ENHANCEMENT OF MACROPHAGE-INDUCED CYTO-TOXICITY BY PHORBOL ESTER TUMOR PROMOTERS

Abstract

The potent tumor promoter 12-O-tetradecanoylphorbol-13-acetate (TPA) markedly enhanced the ability of mouse peritoneal macrophages to inhibit the growth of L5178Y [lymphoma] tumor cells as measured by growth in agar. Three populations of macrophages (resident, divinylether maleic anhydride copolymer and thioglycollate-recruited) were used. In general TPA reduced both the cocultivation time and the number of macrophages required to induce cytotoxicity in all 3 macrophage types. With divinylether maleic anhydride copolymer macrophages, TPA enhanced cytotoxicity in dose-dependent manner in the concentration range 1.7 to 170 nM at macrophage: tumor cell ratios of 10:1 and 1:1. For reasons that were not apparent inhibition of cytotoxicity was found at higher cell ratios. With thioglycollate-elicited and resident macrophages TPA (170 nM) enhanced cytotoxicity at all ratios tested. Even 1:1 ratios of macrophages:tumor cells, which were not cytotoxic alone, inhibited cell viability by 50-60% in the presence of TPA. A correlation was found between the biological activity of related macrocyclic diterpenes and their ability to enhance macrophage-mediated cytotoxicity.

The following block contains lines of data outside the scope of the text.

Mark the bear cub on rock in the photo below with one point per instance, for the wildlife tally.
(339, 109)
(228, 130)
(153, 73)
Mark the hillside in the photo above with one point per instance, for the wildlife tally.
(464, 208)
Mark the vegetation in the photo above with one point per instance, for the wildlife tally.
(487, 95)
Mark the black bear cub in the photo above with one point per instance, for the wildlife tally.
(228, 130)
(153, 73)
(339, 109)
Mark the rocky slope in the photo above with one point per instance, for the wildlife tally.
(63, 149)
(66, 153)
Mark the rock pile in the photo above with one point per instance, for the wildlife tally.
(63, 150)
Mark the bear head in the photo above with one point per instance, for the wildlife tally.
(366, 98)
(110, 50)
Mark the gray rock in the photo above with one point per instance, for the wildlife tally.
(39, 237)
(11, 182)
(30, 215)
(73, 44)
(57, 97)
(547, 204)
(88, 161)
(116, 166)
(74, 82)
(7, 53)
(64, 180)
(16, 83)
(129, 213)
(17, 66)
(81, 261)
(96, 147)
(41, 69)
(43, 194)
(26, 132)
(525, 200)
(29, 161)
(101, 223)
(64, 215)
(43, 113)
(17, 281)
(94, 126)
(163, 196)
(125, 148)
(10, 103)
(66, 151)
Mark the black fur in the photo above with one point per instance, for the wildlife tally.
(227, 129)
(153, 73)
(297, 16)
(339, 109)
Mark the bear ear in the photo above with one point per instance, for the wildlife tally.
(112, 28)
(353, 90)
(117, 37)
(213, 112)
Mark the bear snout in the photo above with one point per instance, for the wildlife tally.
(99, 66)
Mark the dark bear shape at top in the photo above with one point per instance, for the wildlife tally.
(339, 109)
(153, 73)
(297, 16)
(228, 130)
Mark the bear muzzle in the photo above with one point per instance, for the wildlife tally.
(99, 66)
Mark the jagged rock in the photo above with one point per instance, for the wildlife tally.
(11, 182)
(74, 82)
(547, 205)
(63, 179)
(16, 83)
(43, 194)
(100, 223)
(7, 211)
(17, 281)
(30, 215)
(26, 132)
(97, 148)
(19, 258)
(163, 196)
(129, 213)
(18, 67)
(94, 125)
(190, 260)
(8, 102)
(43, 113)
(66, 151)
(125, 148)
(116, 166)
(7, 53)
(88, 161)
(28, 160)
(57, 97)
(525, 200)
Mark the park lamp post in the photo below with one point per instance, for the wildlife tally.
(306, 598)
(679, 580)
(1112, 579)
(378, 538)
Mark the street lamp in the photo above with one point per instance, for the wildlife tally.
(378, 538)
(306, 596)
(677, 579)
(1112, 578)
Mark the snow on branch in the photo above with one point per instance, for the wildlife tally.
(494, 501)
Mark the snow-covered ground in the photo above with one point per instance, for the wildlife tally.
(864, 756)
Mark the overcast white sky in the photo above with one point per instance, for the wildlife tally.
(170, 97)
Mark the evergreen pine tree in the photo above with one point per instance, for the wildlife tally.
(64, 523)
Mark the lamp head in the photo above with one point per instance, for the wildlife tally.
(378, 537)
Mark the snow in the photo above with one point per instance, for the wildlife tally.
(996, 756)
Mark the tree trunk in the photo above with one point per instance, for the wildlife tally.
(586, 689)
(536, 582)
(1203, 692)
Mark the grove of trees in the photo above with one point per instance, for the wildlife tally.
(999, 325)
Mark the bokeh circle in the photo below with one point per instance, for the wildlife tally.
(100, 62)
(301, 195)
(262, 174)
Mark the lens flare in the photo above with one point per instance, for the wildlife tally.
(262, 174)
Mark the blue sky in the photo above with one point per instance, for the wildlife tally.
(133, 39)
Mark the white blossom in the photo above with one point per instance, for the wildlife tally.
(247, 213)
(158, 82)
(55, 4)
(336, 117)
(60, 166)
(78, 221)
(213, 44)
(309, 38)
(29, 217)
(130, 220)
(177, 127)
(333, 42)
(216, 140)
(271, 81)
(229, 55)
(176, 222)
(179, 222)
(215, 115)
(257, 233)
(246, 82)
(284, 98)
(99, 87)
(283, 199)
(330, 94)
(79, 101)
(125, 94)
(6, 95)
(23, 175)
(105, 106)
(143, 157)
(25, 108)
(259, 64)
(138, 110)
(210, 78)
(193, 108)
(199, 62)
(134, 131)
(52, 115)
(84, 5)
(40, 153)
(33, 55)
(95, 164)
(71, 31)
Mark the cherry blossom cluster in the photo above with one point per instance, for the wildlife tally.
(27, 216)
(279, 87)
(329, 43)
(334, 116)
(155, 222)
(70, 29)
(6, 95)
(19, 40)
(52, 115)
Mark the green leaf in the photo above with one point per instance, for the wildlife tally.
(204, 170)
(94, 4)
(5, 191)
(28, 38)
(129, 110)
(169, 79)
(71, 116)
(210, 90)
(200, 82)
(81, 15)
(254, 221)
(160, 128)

Mezerein and phorbol didecanoate enhanced macrophage cytotoxicity, the biologically inactive analogs phorbol, 4-O-methyl-12-O-tetradecanoylphorbol-13-acetate and 4-.alpha.-phorbol-12,13-didecanoate were without effect in this assay. Cytotoxicity towards untransformed BALB/c/3T3 cells was also demonstrated using a liquid cloning assay. These target cells were much less sensitive to growth inhibition by the macrophages than were the L5178Y cells. A 50% decrease in survival occurred only after 48 h incubation and required macrophage: target cell ratios of 100:1. The addition of 170 nM TPA led to a dramatic enhancement of cytotoxicity in these cells at macrophage:target cell ratios of 10:1 and 1:1. The results observed with the phorbol esters in the present studies are compatible with other evidence that these compounds can modulate a variety of macrophage functions.